We normally consider farmland to be renewable: plant, tend, harvest, plant again. However, there's farmland and there's farmland, so to speak.
The best land (called "dependable land"), defined in a new study by Statistics Canada (PDF, 165KB) as farmland not "affected by severe constraints for crop production (e.g., poor soil texture, inadequate drainage and adverse slope)", is being consumed by sprawl to the extent that it "may have implications for long-term agricultural sustainability" in Canada.
According to the study:
A sustainable agricultural system would, ideally, be one in which the area of land under cultivation did not persistently exceed the area of available dependable agricultural land. When the limit of dependable land is exceeded, increased cultivation must rely upon marginal land. This lower-quality land is often unsuitable for stable, long-term agricultural production. ...
Production on marginal land may also be more environmentally harmful, as it is often susceptible to soil damage resulting in erosion, and requires greater inputs of fertilizers, pesticides and water to achieve a given yield. Between 1951 and 2001, the amount of cultivated land in Canada increased by 20 percent while the supply of available dependable agricultural land actually declined by 4 percent as a result of urbanization and other non-agricultural land uses (Figure 5). Sometime during the 1990s, the area under cultivation exceeded the supply of dependable agricultural land (Figure 5). [emphasis added]
Figure 5: Supply and Demand - Available dependable agricultural land and cultivated land
Explaining the sudden and massive increase in urban land-use around the mid-twentieth century, the study identifies the introduction of the automobile and "related infrastructure".
Before we transformed our cities to accomodate cars, "employment in urban areas was concentrated in the central core of towns and houses were located on small lots often within walking distance to work, shopping and other amenities."

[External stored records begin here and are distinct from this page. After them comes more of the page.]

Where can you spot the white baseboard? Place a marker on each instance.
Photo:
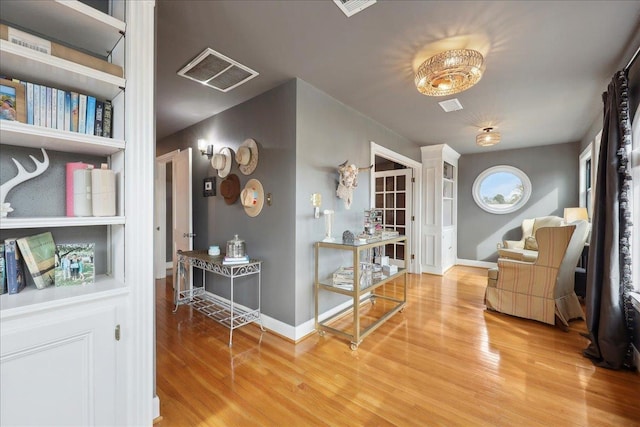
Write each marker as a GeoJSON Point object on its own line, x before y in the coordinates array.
{"type": "Point", "coordinates": [156, 407]}
{"type": "Point", "coordinates": [293, 333]}
{"type": "Point", "coordinates": [474, 263]}
{"type": "Point", "coordinates": [296, 333]}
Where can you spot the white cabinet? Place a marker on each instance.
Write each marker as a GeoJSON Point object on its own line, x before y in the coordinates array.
{"type": "Point", "coordinates": [60, 367]}
{"type": "Point", "coordinates": [61, 360]}
{"type": "Point", "coordinates": [440, 208]}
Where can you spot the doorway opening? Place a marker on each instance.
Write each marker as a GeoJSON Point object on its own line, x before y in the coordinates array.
{"type": "Point", "coordinates": [395, 188]}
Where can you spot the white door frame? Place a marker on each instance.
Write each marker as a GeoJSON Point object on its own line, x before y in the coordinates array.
{"type": "Point", "coordinates": [416, 199]}
{"type": "Point", "coordinates": [160, 214]}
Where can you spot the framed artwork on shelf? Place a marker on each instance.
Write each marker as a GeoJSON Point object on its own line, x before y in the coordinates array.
{"type": "Point", "coordinates": [74, 264]}
{"type": "Point", "coordinates": [12, 101]}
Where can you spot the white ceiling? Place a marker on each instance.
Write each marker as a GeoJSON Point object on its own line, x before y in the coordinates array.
{"type": "Point", "coordinates": [547, 62]}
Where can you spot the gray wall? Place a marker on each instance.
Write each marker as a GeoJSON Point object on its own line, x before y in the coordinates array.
{"type": "Point", "coordinates": [302, 134]}
{"type": "Point", "coordinates": [328, 133]}
{"type": "Point", "coordinates": [45, 195]}
{"type": "Point", "coordinates": [270, 120]}
{"type": "Point", "coordinates": [553, 171]}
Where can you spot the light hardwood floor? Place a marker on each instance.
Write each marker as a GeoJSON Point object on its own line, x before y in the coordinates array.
{"type": "Point", "coordinates": [444, 361]}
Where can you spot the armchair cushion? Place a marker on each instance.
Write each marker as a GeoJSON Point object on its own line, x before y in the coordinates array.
{"type": "Point", "coordinates": [531, 244]}
{"type": "Point", "coordinates": [529, 228]}
{"type": "Point", "coordinates": [539, 290]}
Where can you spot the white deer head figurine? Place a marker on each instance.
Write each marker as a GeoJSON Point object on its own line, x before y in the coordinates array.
{"type": "Point", "coordinates": [21, 177]}
{"type": "Point", "coordinates": [348, 181]}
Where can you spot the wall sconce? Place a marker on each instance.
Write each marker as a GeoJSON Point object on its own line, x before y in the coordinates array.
{"type": "Point", "coordinates": [205, 148]}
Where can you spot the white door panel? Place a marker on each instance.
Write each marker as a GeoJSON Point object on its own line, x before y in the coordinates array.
{"type": "Point", "coordinates": [393, 194]}
{"type": "Point", "coordinates": [182, 206]}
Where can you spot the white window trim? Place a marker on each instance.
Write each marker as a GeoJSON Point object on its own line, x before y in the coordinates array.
{"type": "Point", "coordinates": [586, 155]}
{"type": "Point", "coordinates": [526, 183]}
{"type": "Point", "coordinates": [635, 182]}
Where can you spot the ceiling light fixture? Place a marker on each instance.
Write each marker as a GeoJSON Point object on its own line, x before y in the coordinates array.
{"type": "Point", "coordinates": [449, 72]}
{"type": "Point", "coordinates": [487, 137]}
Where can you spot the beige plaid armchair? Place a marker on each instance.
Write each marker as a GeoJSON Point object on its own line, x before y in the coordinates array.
{"type": "Point", "coordinates": [542, 289]}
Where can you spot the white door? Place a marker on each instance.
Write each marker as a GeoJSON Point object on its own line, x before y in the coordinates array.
{"type": "Point", "coordinates": [63, 368]}
{"type": "Point", "coordinates": [182, 208]}
{"type": "Point", "coordinates": [393, 194]}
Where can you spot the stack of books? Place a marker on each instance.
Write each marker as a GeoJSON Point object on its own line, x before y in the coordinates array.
{"type": "Point", "coordinates": [343, 278]}
{"type": "Point", "coordinates": [235, 260]}
{"type": "Point", "coordinates": [388, 234]}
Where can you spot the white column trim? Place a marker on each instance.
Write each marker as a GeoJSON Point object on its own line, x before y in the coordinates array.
{"type": "Point", "coordinates": [139, 331]}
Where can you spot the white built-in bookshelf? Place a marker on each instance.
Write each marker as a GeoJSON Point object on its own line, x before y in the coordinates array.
{"type": "Point", "coordinates": [92, 31]}
{"type": "Point", "coordinates": [75, 344]}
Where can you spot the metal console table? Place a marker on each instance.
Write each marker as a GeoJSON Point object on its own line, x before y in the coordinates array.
{"type": "Point", "coordinates": [225, 312]}
{"type": "Point", "coordinates": [360, 292]}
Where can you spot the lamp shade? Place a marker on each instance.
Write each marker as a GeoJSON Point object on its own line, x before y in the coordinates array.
{"type": "Point", "coordinates": [449, 72]}
{"type": "Point", "coordinates": [488, 137]}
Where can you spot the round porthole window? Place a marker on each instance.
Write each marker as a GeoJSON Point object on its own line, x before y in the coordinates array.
{"type": "Point", "coordinates": [501, 189]}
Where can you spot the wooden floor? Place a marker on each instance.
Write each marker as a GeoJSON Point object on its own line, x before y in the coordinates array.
{"type": "Point", "coordinates": [444, 361]}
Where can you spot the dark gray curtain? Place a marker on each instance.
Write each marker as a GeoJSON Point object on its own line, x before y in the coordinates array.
{"type": "Point", "coordinates": [609, 310]}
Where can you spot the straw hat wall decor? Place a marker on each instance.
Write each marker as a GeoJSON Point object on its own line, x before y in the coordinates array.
{"type": "Point", "coordinates": [247, 156]}
{"type": "Point", "coordinates": [252, 197]}
{"type": "Point", "coordinates": [230, 189]}
{"type": "Point", "coordinates": [222, 162]}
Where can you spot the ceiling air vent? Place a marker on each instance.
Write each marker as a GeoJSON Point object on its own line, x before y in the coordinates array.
{"type": "Point", "coordinates": [450, 105]}
{"type": "Point", "coordinates": [351, 7]}
{"type": "Point", "coordinates": [217, 71]}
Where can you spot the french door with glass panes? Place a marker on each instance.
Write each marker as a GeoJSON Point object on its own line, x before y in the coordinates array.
{"type": "Point", "coordinates": [393, 197]}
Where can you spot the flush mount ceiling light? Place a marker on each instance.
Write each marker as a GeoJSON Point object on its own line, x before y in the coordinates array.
{"type": "Point", "coordinates": [449, 72]}
{"type": "Point", "coordinates": [215, 70]}
{"type": "Point", "coordinates": [487, 137]}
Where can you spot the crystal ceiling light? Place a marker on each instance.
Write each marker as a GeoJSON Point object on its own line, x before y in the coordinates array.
{"type": "Point", "coordinates": [449, 72]}
{"type": "Point", "coordinates": [487, 137]}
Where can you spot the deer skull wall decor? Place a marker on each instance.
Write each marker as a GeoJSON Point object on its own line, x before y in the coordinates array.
{"type": "Point", "coordinates": [21, 177]}
{"type": "Point", "coordinates": [348, 181]}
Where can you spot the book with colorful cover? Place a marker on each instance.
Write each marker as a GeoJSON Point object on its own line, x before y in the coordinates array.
{"type": "Point", "coordinates": [36, 105]}
{"type": "Point", "coordinates": [60, 103]}
{"type": "Point", "coordinates": [99, 116]}
{"type": "Point", "coordinates": [75, 105]}
{"type": "Point", "coordinates": [91, 115]}
{"type": "Point", "coordinates": [54, 108]}
{"type": "Point", "coordinates": [106, 119]}
{"type": "Point", "coordinates": [43, 105]}
{"type": "Point", "coordinates": [29, 103]}
{"type": "Point", "coordinates": [39, 253]}
{"type": "Point", "coordinates": [16, 280]}
{"type": "Point", "coordinates": [82, 113]}
{"type": "Point", "coordinates": [75, 265]}
{"type": "Point", "coordinates": [67, 111]}
{"type": "Point", "coordinates": [48, 107]}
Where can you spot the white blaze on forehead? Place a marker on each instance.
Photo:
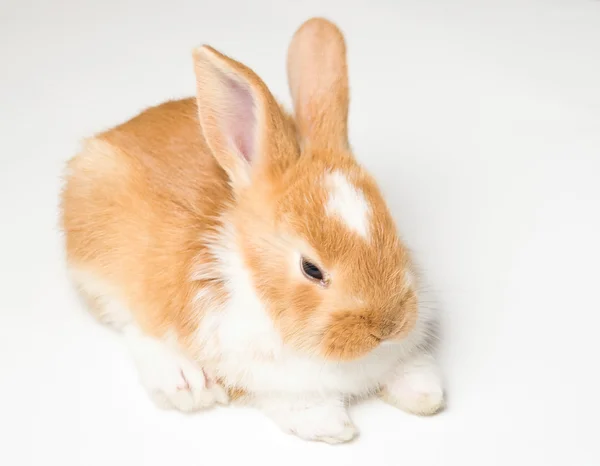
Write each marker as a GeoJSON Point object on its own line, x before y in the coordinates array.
{"type": "Point", "coordinates": [348, 203]}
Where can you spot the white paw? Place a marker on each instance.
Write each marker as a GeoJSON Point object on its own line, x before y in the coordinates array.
{"type": "Point", "coordinates": [324, 423]}
{"type": "Point", "coordinates": [417, 389]}
{"type": "Point", "coordinates": [173, 381]}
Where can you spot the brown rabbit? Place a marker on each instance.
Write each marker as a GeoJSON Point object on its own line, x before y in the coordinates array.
{"type": "Point", "coordinates": [245, 253]}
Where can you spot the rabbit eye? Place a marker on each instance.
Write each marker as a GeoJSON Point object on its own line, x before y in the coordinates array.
{"type": "Point", "coordinates": [311, 271]}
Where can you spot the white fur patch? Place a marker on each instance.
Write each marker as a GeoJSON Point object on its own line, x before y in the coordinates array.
{"type": "Point", "coordinates": [241, 344]}
{"type": "Point", "coordinates": [347, 203]}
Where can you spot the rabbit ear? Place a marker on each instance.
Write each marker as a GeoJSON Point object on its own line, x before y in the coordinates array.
{"type": "Point", "coordinates": [318, 81]}
{"type": "Point", "coordinates": [241, 121]}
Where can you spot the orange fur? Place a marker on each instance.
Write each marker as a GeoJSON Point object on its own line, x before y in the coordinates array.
{"type": "Point", "coordinates": [141, 198]}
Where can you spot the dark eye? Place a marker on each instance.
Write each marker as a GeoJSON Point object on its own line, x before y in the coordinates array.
{"type": "Point", "coordinates": [311, 270]}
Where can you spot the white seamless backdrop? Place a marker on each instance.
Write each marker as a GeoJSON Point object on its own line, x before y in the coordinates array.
{"type": "Point", "coordinates": [480, 119]}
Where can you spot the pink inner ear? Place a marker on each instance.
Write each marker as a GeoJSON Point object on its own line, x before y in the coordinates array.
{"type": "Point", "coordinates": [241, 120]}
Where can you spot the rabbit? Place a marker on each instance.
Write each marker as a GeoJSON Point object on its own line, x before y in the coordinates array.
{"type": "Point", "coordinates": [244, 254]}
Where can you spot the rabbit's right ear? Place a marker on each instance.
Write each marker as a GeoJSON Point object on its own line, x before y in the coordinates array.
{"type": "Point", "coordinates": [318, 81]}
{"type": "Point", "coordinates": [242, 123]}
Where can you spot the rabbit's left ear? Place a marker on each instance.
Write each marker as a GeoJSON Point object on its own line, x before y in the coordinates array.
{"type": "Point", "coordinates": [318, 81]}
{"type": "Point", "coordinates": [242, 123]}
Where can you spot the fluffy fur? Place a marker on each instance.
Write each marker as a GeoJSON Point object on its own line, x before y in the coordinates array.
{"type": "Point", "coordinates": [186, 227]}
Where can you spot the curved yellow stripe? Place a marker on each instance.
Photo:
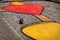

Unfortunately, Ontario is home to more than half of the dependable land in Canada, nearly all of it in the sprawl-ridden Golden Horseshoe. The report notes that over eleven percent of Ontario's best farmland has been urbanized. "Once consumed," the report warns, "this land is, for all intents and purposes, permanently lost from agriculture."
Across the country, some 14,300 square kilometres of dependable farmland have been "permanently lost" to urban encroachment (23,200 square kilometres if you include rural housing, transporation infrastructure, golf clubs, campgrounds, etc.), a third of that in Ontario.
Destroying our best farmland to build more 3,000 square foot McMansions is madness. If it continues, and especially if one of the less optimistic climate change models comes to pass, Canada may face an agricultural depletion crisis in the future.
Looked at this way, urban revitalization, if undertaken in a sensible rather than faddish manner, may be a significant factor in Canada's ability to sustain its culture through the twenty-first century.